Friday, January 06, 2017

Dig Deeper into Tutor/Mentor Ideas and Articles

I've been writing this blog since 2005 and began putting ideas on the Tutor/Mentor Institute, LLC site in 1998 via embedded PowerPoint presentations. Earlier than that I was putting these graphics in printed newsletters.

This represents a lot of information, and few people are willing to make the time to read, digest and share the ideas. Thus, one strategy I've used is to engage interns from various colleges in short, or long, periods of study which results in presentations that they create to interpret what they read.  You can see the image shown above with a collection of other presentations on this page.

The inspiration for my articles and graphics has come from my own experiences in leading a tutor/mentor program in Chicago, as well as from how I'm continually connecting and learning from others. The web library that I've aggregated over the past 30 years is really a collection of links to people and ideas that I've found valuable, and that I feel others would also find useful.

Finding ways to motivate others to dig into this information and then share what they are learning with others has always been the big challenge. When I can, I try to point to others who are already doing this, as an example of what I feel many others can do.

Below is a screen shot of a video created last week by Terry Elliott, a college professor from Western Kentucky, who I first met in 2013 via an on-line Connected Learning, #clmooc.

Over the past couple of weeks Terry introduced me to an RSS feed aggregation called Inoreader. He first mentioned this on a Twitter message and when I asked for help understanding it, he created a video, which he then posted on Vialogues so I could ask questions and he could respond. Then he created this blog article to show several different uses of Inoreader.

A year ago I did not know anything about on-line annotation and Terry was the one who introduced me to this at that time.  In this Jan. 2016 article I share this introduction to annotation.  And in this Feb 2016 article I show many ways that Terry and others who I've met online are expanding my range of ideas.

What's even more important is that Terry has been expanding his own understanding of the Tutor/Mentor Connection and Tutor/Mentor Institute, LLC over the past four years and he is sharing this understanding with members of his own network via the blog articles he writes and our interactions on Twitter, Facebook and similar spaces.

Here's another example. When Terry introduced me to annotation last January I suggested that this would be a way for myself and others to share thinking from books and PDF articles we had read in the past.  I suggested that we look at a 1992 report from The Chapin Hall Center for Children at the University of Chicago, titled Redefining Child and Family Services: Directions for the Future.  

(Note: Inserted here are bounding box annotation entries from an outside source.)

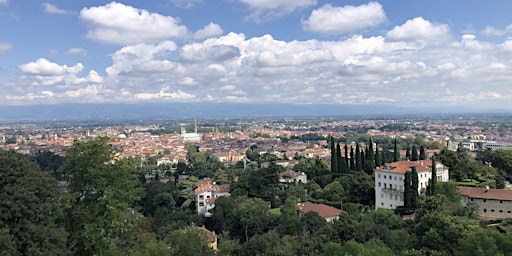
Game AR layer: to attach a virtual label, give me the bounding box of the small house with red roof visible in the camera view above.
[297,202,343,222]
[194,179,230,217]
[457,186,512,220]
[279,171,308,183]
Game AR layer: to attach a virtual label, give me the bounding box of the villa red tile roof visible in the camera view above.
[457,186,512,201]
[279,171,302,178]
[376,159,446,173]
[297,202,343,218]
[194,184,229,195]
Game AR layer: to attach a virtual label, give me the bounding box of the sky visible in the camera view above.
[0,0,512,110]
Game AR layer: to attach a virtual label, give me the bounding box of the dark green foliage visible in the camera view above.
[331,138,338,173]
[393,139,400,162]
[411,166,419,209]
[0,150,69,255]
[420,145,427,160]
[30,151,68,180]
[411,145,420,161]
[350,145,356,171]
[63,137,142,255]
[404,171,413,209]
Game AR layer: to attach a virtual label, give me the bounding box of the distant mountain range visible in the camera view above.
[0,103,511,121]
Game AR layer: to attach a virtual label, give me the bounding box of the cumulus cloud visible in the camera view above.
[386,17,452,43]
[18,58,84,76]
[171,0,203,9]
[482,25,512,36]
[134,90,196,100]
[194,22,222,39]
[106,41,177,76]
[238,0,317,22]
[66,48,87,55]
[43,3,71,14]
[0,43,12,52]
[80,2,187,45]
[302,2,386,34]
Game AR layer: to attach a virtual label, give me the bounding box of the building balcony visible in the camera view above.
[382,188,404,195]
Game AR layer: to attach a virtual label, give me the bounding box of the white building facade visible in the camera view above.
[375,160,449,209]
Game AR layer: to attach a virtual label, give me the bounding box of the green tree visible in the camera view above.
[393,138,400,162]
[411,145,420,161]
[420,145,427,160]
[350,145,356,171]
[404,171,413,209]
[427,156,437,196]
[343,142,350,172]
[411,166,419,209]
[354,143,363,171]
[63,137,142,255]
[331,137,338,173]
[0,150,70,255]
[490,149,512,174]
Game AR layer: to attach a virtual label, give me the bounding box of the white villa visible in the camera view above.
[375,160,449,209]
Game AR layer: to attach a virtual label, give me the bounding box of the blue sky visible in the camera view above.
[0,0,512,110]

This was one of the primary resources that I used to show why the Tutor/Mentor Connection was needed and what it was going to do.

We were not able to do that then, but in the past month we were able to load a 1995 update and use to add comments in the margins. Here's the link. Take a look.

Had more people adopted and supported the Tutor/Mentor Connection strategies from 1993-2016 I feel that there would be more supports in places helping kids in high poverty Chicago neighborhoods move safely from pre-school to jobs and careers and the strategy might have spread to other cities.

Part of the reason I did not get that support is that too few people actually knew the Tutor/Mentor Connection existed or what it was trying to do...because I did not have the tools now available to share my ideas, and did not have people like Terry Elliott, helping me build understanding and awareness in more places.

Poverty and inequality are still entrenched in Chicago and America. Thus, it's not too late for people to dig into these ideas and look for ways to apply them locally and globally.

Since I started the Tutor/Mentor Connection in 1993 I've encouraged colleges and high schools to adopt the T/MC strategy, with students doing the same work I do, but focused on the geography around their university.  This article from June 2015 shows that vision.

Over the past twenty years many people have done what Terry Elliott is doing, but few have done it consistently.  I created the concept map shown below as one way to aggregate links to people like Terry, so others could see what they are writing about, and connect with them, not just with me.

Anyone can take this role. The more who do, the greater will be the visibility and application of these ideas.  If you do start using your blog, videos or web site to share and interpret the ideas on my blog and web sites, send me a link and I'll add you to the map.

If you want to set up a student involvement project modeled after the T/MC I'd love to help you do that. 

Thanks to all who inspire my work on a daily basis by how you spend time networking and sharing your own ideas.

1 comment:


Not a mutual admiration society, but rather a mutual inspiration society. Gotta believe: that's what you have taught me. Gotta believe.